Rapidement après la catastrophe, 200 marques mises sous pression médiatique et citoyenne ont signé avec des organisations syndicales au Bengladesh un accord sur la sécurité des bâtiments. Il s’agissait d’un contrat d’une durée de cinq ans qui englobe un programme d’inspection et de mise aux normes des usines. “Il se termine dans trois semaines et on peut dire aujourd’hui qu’il a eu un impact. Près de 1.600 sont couvertes par ce programme. les inspections ont montré 130.000 problèmes. Cinq ans plus tard, 84% de ces problèmes ont été résolus.  On a donc fait un grand pas en avant dans une période assez courte”, explique Jean-Marc Caudron, porte-parole de AchACT, une association visant à contribuer à l’amélioration des conditions de travail dans des secteurs de l’industrie légère.

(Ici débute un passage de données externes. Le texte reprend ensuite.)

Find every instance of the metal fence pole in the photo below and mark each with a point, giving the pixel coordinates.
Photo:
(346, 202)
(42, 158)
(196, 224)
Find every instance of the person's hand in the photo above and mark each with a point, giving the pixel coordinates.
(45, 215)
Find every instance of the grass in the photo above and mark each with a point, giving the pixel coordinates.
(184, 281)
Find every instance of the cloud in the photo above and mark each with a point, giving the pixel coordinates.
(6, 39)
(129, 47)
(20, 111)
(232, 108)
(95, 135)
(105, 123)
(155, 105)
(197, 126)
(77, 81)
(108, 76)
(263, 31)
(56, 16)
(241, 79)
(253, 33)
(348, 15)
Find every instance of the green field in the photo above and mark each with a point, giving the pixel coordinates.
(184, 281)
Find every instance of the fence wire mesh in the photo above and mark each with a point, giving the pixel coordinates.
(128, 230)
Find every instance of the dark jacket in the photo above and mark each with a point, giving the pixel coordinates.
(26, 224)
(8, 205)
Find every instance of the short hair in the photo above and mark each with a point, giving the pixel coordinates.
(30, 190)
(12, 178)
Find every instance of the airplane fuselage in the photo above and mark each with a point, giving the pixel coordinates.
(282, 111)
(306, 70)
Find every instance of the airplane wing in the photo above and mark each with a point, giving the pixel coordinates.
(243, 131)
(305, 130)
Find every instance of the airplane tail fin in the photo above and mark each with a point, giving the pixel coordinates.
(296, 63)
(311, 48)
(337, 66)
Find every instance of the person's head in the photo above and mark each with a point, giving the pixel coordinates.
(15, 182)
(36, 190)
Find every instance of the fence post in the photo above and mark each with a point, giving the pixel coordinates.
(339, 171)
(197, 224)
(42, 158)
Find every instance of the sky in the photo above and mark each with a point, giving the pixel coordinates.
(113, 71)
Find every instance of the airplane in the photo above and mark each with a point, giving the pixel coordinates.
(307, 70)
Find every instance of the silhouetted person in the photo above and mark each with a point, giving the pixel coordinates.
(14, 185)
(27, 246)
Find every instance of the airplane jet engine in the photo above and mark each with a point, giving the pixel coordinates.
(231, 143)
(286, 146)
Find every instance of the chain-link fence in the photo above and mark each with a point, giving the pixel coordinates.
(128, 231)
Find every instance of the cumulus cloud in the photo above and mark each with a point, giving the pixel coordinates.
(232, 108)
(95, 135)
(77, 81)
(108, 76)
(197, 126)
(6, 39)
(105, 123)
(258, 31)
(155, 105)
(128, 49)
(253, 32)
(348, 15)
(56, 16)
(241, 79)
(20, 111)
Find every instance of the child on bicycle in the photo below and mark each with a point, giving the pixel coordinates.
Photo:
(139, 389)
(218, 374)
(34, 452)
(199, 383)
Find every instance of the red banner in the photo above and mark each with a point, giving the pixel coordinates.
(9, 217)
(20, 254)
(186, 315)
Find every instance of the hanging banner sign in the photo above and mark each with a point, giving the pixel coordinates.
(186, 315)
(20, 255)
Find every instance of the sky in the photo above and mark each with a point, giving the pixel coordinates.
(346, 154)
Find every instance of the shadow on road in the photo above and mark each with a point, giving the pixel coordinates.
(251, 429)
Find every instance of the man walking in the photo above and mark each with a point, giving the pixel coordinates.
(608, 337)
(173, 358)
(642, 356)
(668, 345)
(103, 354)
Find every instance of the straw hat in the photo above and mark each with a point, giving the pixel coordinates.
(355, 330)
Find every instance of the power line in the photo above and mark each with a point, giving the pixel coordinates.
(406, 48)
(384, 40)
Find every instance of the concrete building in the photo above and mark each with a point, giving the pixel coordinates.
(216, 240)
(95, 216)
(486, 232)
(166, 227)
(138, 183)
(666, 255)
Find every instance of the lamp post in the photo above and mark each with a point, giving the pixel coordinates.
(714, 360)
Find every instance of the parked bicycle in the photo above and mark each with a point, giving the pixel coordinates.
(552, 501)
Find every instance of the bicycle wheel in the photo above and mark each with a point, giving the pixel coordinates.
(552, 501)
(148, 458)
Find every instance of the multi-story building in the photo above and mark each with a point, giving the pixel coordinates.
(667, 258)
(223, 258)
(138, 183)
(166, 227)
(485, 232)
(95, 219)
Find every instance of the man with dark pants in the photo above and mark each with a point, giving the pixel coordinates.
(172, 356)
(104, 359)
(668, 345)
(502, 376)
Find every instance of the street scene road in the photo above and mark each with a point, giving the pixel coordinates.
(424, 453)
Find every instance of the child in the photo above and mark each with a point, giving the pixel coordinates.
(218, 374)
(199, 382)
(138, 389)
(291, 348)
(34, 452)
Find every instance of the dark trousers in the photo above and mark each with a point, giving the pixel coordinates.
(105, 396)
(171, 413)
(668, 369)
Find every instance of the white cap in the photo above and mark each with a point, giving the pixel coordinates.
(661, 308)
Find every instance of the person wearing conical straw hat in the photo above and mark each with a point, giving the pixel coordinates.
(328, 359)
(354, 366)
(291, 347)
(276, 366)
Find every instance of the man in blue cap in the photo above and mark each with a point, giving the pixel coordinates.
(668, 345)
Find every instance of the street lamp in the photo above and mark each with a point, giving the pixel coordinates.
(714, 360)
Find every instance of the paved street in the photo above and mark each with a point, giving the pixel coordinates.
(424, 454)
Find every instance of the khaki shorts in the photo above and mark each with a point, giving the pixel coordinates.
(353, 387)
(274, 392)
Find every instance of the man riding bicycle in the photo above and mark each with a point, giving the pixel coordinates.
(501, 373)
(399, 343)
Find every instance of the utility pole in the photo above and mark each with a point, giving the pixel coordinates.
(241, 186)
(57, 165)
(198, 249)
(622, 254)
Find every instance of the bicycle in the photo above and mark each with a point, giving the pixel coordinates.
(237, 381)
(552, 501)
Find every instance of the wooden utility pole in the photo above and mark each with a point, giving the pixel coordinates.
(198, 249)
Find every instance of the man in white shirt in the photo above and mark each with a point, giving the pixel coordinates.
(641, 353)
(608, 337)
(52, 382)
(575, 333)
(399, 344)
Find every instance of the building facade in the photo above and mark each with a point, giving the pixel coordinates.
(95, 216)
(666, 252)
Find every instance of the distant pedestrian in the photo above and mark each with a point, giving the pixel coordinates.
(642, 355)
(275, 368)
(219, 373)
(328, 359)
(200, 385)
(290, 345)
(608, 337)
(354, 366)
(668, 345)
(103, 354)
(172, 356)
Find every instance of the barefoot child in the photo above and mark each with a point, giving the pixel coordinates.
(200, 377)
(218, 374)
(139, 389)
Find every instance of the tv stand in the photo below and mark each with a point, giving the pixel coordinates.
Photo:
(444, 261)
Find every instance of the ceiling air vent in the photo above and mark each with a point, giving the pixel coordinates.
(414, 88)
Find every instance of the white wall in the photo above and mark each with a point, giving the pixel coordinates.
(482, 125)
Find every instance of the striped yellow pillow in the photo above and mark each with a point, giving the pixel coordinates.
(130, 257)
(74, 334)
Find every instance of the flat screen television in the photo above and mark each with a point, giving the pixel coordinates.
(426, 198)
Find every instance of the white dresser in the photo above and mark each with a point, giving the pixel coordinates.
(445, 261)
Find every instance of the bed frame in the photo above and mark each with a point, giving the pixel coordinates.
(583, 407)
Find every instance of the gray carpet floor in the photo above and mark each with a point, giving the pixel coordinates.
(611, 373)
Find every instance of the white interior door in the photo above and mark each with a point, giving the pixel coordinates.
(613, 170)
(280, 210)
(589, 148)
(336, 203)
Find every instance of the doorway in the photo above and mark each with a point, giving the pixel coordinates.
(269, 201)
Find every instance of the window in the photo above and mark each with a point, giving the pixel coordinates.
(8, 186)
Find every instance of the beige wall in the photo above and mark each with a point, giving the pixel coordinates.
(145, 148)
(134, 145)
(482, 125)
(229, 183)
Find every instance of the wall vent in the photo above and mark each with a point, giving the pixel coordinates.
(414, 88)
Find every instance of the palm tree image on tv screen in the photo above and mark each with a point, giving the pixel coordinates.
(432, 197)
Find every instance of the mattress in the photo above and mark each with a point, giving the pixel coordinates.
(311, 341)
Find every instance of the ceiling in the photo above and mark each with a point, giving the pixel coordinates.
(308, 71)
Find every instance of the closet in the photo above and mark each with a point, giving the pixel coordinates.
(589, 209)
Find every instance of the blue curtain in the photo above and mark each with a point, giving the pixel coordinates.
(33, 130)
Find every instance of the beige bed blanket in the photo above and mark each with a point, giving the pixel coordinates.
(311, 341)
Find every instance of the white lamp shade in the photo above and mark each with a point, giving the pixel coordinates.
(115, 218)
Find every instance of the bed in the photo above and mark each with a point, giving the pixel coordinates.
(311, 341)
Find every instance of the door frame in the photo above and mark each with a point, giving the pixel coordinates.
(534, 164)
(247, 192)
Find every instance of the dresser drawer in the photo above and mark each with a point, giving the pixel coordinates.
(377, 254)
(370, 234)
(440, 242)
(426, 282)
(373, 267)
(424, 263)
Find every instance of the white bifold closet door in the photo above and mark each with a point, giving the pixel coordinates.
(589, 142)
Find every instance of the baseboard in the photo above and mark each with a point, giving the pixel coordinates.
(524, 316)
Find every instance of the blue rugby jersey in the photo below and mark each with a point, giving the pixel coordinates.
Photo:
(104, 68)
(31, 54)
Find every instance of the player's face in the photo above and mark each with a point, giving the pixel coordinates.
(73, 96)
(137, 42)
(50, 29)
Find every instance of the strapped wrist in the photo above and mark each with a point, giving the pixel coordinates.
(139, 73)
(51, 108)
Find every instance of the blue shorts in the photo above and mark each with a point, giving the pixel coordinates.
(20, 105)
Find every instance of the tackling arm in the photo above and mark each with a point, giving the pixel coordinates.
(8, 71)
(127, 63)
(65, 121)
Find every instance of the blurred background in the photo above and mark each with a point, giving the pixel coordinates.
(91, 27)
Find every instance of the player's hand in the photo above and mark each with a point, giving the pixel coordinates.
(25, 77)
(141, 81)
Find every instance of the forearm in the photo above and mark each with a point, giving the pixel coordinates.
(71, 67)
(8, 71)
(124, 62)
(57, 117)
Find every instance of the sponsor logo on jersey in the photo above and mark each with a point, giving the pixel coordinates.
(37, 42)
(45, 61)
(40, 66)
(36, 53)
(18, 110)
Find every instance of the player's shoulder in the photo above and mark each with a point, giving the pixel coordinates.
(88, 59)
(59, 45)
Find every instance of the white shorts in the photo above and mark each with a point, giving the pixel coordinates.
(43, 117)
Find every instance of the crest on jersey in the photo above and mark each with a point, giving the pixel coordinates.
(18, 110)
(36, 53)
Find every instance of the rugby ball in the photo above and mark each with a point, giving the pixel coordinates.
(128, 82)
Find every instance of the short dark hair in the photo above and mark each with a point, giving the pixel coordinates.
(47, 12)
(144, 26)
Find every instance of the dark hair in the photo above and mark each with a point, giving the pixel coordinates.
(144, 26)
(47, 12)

Mais mettre en place un deuxième accord pour continuer à l’amélioration de la situation est absolument nécessaire, insiste AchACT. “Le chiffre de 84% est un bon chiffre car le timing était quand même serré et la tâche était d’une ampleur assez importante. C’est donc extrêmement positif, mais le contrat n’était pas d’arriver à des usines plus sûres, mais à des usines sûres. Et donc à 100% mises aux normes. C’est pour cela qu’il faut un deuxième accord de 2018 à 2021. Aujourd’hui, 140 entreprises ont déjà signé un deuxième accord”,  indique Jean-Marc Caudron. Selon lui, aucune filière du textile n’est en tout cas aujourd’hui à 100% transparente.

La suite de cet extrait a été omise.